Morrison’s relief came in an unlikely form: the national push to deprofessionalize teaching. Scripted curriculum, forbidden knowledge, banned books, outlawed discussions, and hovering oversight have combined to transform the job of teaching. In doing so, this deprofessionalization has thoughtfully relieved teachers of the awful responsibility of having to make decisions that might impact students’ education.
Morrison said the first sign of hope came back in June of last year, when the state Board of Education banned what they called “critical race theory” from all public school classrooms. “The Board’s rules told us that we had to teach that racism is merely the product of prejudice—we couldn’t teach that racism has roots in American society or its legal system.”
After that, Florida’s legislature passed the “Stop Woke Act”, which adds that teachers should be trumpeting “principles of individual freedom.” The Act gives students the option of suing schools for violating their civil rights if those students feel that a class is teaching that “virtues” like “neutrality, objectivity, and racial colorblindness are racist or sexist, or were created by members of a particular race, color, sex, or national origin to oppress members of another race, color, sex, or national origin.”
Meanwhile, Florida also passed HB 1557, titled, “Parental Rights in Education” but commonly known as the “Don’t Say Gay” bill, which gives parents the right to sue school districts if they think that a teacher is encouraging a classroom discussion about sexual orientation or gender identity that’s not age-appropriate. “This is a clear warning to teachers in my position,” Morrison told us, “that we risk losing our jobs if we talk about LGBTQ issues or people.”
For Morrison, the state’s overall message was also clear: Students should no longer be learning or talking about race and gender issues in school. “I teach Civics, Government, and U.S. History,” she explained:
Obviously, we can’t examine American history or civil rights without discussing the experiences and viewpoints of historically marginalized people.
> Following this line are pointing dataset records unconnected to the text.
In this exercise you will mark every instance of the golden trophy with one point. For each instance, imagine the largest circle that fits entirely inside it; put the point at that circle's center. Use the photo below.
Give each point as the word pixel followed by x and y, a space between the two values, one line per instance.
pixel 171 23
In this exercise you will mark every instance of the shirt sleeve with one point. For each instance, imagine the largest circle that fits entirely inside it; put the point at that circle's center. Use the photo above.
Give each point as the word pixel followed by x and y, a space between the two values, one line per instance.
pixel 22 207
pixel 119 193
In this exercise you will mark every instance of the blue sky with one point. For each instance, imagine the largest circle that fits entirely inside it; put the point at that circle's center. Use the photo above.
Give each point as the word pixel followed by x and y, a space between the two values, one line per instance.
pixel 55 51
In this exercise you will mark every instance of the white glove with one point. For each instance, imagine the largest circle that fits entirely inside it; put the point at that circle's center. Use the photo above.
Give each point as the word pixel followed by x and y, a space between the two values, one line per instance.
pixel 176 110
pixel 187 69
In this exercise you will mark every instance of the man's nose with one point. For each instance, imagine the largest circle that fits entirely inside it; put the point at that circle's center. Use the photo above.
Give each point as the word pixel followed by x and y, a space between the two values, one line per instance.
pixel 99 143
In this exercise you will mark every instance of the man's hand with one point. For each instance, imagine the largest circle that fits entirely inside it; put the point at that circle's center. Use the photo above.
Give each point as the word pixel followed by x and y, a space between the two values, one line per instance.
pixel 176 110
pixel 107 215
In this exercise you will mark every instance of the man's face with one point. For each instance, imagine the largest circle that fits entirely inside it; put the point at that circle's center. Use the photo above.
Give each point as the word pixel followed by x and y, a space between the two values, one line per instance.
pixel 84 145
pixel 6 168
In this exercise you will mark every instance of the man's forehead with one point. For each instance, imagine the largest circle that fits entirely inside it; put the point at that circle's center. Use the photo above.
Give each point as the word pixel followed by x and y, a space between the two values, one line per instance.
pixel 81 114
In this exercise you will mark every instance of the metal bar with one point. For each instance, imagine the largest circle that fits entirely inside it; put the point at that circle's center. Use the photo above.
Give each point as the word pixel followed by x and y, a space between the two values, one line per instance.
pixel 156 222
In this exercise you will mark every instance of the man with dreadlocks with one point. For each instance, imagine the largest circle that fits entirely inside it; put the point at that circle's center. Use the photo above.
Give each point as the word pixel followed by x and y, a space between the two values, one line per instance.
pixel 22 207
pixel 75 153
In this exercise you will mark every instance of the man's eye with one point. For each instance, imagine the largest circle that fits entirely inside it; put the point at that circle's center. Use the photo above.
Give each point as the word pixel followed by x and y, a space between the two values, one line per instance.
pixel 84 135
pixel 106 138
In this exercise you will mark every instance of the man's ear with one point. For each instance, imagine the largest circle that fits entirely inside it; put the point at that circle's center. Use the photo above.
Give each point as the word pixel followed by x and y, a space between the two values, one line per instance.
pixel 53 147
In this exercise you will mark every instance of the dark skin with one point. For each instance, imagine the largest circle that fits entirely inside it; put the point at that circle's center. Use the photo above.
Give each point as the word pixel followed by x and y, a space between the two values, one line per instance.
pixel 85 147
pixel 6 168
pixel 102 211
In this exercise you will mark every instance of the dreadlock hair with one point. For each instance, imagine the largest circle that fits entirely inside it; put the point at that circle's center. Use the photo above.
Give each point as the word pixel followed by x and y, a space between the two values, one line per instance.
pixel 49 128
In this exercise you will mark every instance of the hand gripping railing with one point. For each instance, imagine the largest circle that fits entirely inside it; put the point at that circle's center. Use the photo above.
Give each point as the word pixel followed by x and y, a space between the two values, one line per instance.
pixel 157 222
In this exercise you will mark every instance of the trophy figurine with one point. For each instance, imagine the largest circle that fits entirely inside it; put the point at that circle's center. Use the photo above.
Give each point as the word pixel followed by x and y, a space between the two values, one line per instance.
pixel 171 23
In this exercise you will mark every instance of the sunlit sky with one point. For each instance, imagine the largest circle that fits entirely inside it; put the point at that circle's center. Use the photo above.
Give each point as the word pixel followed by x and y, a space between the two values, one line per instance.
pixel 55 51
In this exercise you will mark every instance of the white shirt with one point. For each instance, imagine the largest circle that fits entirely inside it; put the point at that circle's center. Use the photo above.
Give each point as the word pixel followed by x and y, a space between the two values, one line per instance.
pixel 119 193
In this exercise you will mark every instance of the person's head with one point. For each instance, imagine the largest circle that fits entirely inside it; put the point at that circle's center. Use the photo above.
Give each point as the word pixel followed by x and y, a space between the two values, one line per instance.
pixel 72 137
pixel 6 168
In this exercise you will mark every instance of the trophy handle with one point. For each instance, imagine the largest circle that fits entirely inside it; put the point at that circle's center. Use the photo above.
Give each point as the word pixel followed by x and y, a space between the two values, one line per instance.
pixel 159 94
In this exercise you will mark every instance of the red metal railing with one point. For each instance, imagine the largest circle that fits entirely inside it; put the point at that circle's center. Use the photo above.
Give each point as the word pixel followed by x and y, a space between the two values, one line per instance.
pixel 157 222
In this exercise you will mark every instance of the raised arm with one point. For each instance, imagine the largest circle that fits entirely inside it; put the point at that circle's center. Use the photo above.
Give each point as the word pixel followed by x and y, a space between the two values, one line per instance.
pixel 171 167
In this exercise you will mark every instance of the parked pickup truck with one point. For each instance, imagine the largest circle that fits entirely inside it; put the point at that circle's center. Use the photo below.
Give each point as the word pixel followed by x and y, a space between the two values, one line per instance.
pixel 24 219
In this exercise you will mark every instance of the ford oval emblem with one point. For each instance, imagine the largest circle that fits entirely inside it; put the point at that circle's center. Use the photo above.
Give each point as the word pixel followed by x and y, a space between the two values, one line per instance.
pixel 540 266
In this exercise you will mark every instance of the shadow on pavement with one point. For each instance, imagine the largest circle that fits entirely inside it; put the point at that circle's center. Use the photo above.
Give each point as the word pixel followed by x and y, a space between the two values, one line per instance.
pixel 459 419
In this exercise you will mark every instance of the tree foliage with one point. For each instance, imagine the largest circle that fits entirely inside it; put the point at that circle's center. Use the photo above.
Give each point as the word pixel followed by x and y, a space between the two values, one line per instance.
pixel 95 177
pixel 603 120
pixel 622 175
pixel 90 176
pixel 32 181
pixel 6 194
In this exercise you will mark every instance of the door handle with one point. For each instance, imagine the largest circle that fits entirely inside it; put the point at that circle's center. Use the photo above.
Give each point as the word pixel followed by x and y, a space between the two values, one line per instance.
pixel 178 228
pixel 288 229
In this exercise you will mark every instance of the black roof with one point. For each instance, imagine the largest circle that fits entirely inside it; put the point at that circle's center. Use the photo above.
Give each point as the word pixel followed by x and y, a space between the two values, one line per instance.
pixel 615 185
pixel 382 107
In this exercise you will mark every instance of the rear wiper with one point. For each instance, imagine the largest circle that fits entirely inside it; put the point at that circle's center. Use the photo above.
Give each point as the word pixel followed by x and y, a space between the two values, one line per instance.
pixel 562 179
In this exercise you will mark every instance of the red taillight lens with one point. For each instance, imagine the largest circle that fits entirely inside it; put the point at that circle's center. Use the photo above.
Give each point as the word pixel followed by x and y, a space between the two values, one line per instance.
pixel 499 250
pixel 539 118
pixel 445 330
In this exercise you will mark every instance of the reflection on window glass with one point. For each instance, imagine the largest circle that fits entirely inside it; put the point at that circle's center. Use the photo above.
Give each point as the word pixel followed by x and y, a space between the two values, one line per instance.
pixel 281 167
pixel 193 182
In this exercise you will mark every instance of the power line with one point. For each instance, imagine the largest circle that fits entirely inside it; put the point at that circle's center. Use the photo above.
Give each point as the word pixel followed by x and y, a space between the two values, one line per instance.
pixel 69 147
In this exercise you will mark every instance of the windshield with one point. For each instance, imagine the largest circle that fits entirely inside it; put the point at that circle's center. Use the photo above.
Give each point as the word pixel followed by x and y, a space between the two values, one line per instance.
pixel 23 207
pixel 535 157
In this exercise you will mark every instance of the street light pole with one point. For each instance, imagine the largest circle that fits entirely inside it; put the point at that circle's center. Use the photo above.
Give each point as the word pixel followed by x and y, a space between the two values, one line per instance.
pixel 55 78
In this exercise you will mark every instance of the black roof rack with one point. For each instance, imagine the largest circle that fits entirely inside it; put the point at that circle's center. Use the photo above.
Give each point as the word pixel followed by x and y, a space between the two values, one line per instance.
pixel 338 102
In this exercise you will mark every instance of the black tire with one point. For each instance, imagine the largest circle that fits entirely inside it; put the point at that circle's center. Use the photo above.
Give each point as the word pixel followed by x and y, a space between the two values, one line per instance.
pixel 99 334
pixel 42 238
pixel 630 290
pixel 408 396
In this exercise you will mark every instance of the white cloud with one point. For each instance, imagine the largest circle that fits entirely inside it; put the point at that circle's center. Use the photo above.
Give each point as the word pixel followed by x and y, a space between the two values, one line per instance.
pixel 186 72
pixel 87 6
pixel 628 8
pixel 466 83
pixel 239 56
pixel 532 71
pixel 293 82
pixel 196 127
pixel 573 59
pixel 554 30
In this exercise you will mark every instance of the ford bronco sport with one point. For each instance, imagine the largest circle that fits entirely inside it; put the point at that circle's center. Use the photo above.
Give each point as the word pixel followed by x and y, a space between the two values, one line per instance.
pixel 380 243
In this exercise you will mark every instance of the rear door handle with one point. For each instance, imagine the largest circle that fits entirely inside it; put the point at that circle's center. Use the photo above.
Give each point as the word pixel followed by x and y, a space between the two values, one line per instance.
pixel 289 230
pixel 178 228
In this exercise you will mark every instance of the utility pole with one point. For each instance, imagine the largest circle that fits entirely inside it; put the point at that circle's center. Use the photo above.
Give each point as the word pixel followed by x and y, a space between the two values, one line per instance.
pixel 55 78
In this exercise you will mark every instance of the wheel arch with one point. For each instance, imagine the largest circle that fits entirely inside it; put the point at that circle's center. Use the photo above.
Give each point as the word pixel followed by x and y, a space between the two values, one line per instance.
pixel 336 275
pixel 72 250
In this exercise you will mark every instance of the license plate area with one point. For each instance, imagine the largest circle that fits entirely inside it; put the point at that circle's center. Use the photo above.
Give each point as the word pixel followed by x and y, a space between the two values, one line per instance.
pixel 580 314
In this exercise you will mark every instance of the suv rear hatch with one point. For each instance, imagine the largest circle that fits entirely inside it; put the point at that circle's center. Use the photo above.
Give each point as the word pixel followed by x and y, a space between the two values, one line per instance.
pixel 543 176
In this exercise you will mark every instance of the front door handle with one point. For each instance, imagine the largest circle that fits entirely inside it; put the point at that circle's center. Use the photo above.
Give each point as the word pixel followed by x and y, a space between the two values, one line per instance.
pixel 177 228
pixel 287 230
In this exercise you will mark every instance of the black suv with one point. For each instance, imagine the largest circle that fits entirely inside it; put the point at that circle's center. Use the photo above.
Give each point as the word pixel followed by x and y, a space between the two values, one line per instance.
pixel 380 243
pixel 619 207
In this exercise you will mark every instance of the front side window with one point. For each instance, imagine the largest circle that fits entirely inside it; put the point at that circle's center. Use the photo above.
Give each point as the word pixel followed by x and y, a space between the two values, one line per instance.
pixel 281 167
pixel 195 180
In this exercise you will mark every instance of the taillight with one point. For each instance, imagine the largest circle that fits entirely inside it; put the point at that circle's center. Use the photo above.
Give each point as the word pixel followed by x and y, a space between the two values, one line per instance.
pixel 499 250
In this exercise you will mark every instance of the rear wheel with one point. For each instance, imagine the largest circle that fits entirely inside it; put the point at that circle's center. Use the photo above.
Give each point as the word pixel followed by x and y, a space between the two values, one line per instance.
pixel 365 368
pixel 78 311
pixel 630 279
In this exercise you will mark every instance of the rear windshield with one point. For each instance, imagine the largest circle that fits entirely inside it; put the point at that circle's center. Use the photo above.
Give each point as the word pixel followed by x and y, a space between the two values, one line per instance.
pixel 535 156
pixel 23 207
Yet if we do have those discussions, then a parent or student will inevitably claim that someone said something that puts us on the wrong side of these laws.
“Since I can’t safely teach what I was hired to teach, Florida’s policies have freed us to go outside and toss around the Frisbee,” she said with a relieved smile.
“Oddly,” she added, “these are the same legislators who a few years ago wanted us to carry guns to class. Now they’re scared to trust us with some words.”
In Indiana, fifth grade teacher Karen Maus has been enthusiastically keeping an eye on a similar bill that adds a requirement that teachers post all their lesson plans online, so that parents can review them. “This is terrific!” exclaimed Maus.
I decided to pursue teaching because I wanted to be in a controlled, deprofessionalized context where every move is criticized and I could be fired at any moment because I’ve inadvertently offended some repressed parent with nothing better to do than whine about a mention of the mating ritual of blue-footed boobies.
Maus explained that she feels blessed by the deprofessionalization:
Soon, all the responsibility and blame will fall on the parents, where it belongs. I’m liking that Frisbee idea. I’ll just keep posting lesson plans involving tossing around the Frisbee. If any parents want to object, let them write up their own damn lesson.